Its boundary to the east is cemetery IV of the Jerusalem and New Church congregation, and to the west is cemetery II of the Trinity congregation . Together with these and the Luisenstadt cemetery , it belongs to the complex of cemeteries on Bergmannstrasse , which were connected to one another by breakthroughs a few decades ago.
The Friedrichswerder cemetery is the second, but the first independent cemetery of the community, after the cemetery of the Dorotheenstadt and Friedrichswerder communities had previously been divided. That is why it is sometimes referred to as Friedrichswerderscher Friedhof II . The cemetery administration decided this old dispute with an entrance sign to Friedrichswerderscher Friedhof .
The associated church is the Friedrichswerder Church in Berlin-Mitte , a building by Karl Friedrich Schinkel , which was first restored by the GDR after severe war damage , and then in 1997 with better material.
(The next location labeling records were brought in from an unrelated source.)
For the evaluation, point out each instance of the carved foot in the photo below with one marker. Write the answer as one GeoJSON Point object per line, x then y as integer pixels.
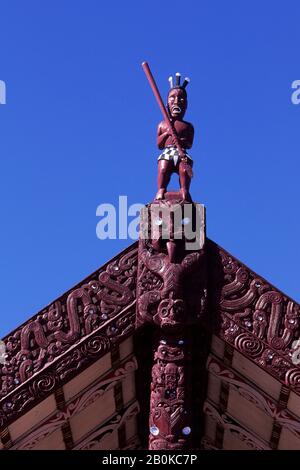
{"type": "Point", "coordinates": [160, 194]}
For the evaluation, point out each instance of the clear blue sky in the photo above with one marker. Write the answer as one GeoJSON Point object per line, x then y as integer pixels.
{"type": "Point", "coordinates": [79, 129]}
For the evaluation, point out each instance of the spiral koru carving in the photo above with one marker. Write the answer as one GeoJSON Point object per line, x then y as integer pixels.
{"type": "Point", "coordinates": [73, 316]}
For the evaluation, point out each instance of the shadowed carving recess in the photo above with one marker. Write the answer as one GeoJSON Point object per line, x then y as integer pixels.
{"type": "Point", "coordinates": [75, 315]}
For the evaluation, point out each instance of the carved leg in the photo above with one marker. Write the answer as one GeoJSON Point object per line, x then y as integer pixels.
{"type": "Point", "coordinates": [185, 172]}
{"type": "Point", "coordinates": [163, 177]}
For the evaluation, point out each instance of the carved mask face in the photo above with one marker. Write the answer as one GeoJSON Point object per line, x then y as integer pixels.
{"type": "Point", "coordinates": [177, 103]}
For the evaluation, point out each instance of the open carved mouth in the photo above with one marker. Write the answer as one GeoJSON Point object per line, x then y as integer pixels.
{"type": "Point", "coordinates": [176, 109]}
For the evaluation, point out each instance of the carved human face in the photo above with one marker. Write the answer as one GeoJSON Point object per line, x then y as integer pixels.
{"type": "Point", "coordinates": [177, 103]}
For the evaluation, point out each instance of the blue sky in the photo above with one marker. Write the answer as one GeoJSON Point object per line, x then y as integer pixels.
{"type": "Point", "coordinates": [79, 129]}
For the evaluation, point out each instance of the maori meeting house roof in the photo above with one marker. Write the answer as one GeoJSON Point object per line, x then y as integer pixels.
{"type": "Point", "coordinates": [78, 373]}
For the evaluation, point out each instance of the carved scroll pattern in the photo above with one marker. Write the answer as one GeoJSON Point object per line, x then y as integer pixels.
{"type": "Point", "coordinates": [75, 315]}
{"type": "Point", "coordinates": [258, 320]}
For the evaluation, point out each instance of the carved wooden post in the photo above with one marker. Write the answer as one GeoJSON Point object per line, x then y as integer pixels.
{"type": "Point", "coordinates": [171, 293]}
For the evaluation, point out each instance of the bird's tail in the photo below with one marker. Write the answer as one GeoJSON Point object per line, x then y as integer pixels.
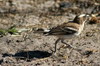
{"type": "Point", "coordinates": [43, 31]}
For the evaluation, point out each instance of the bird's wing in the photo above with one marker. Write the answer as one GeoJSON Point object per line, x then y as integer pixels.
{"type": "Point", "coordinates": [63, 29]}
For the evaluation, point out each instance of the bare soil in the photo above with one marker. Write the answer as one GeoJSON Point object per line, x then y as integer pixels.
{"type": "Point", "coordinates": [33, 49]}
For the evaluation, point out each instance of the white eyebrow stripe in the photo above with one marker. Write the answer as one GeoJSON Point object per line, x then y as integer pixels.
{"type": "Point", "coordinates": [82, 15]}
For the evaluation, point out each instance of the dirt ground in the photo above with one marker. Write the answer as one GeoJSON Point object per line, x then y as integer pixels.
{"type": "Point", "coordinates": [27, 48]}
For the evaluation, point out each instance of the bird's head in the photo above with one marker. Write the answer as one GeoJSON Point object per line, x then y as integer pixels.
{"type": "Point", "coordinates": [80, 19]}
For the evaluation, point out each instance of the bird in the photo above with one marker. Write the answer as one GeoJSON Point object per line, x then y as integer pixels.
{"type": "Point", "coordinates": [67, 30]}
{"type": "Point", "coordinates": [94, 18]}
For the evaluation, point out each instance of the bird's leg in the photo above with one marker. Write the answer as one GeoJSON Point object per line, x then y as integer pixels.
{"type": "Point", "coordinates": [56, 44]}
{"type": "Point", "coordinates": [62, 40]}
{"type": "Point", "coordinates": [69, 46]}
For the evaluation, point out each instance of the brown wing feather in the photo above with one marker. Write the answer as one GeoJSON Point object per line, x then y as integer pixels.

It has been used by the Berlin Academy of the Arts since 1987 .
Graves of famous personalities
Preserved graves
- Carl Busse (1834–1896), architect, construction clerk, director of the Reichsdruckerei
- Carl Ferdinand Busse (1802–1868), architect, director of the Bauakademie , father of Carl Busse
- Hermann Clausius (1854–1925), general of the infantry
- Johann Friedrich Dieffenbach (1792–1847), doctor, pioneer of plastic surgery (until 2012 Berlin grave of honor )
- Eduard Grell (1800–1886), composer, director of the Sing-Akademie zu Berlin ( Berlin honorary grave until 2014 ; stele with portrait medallion by Fritz Schaper )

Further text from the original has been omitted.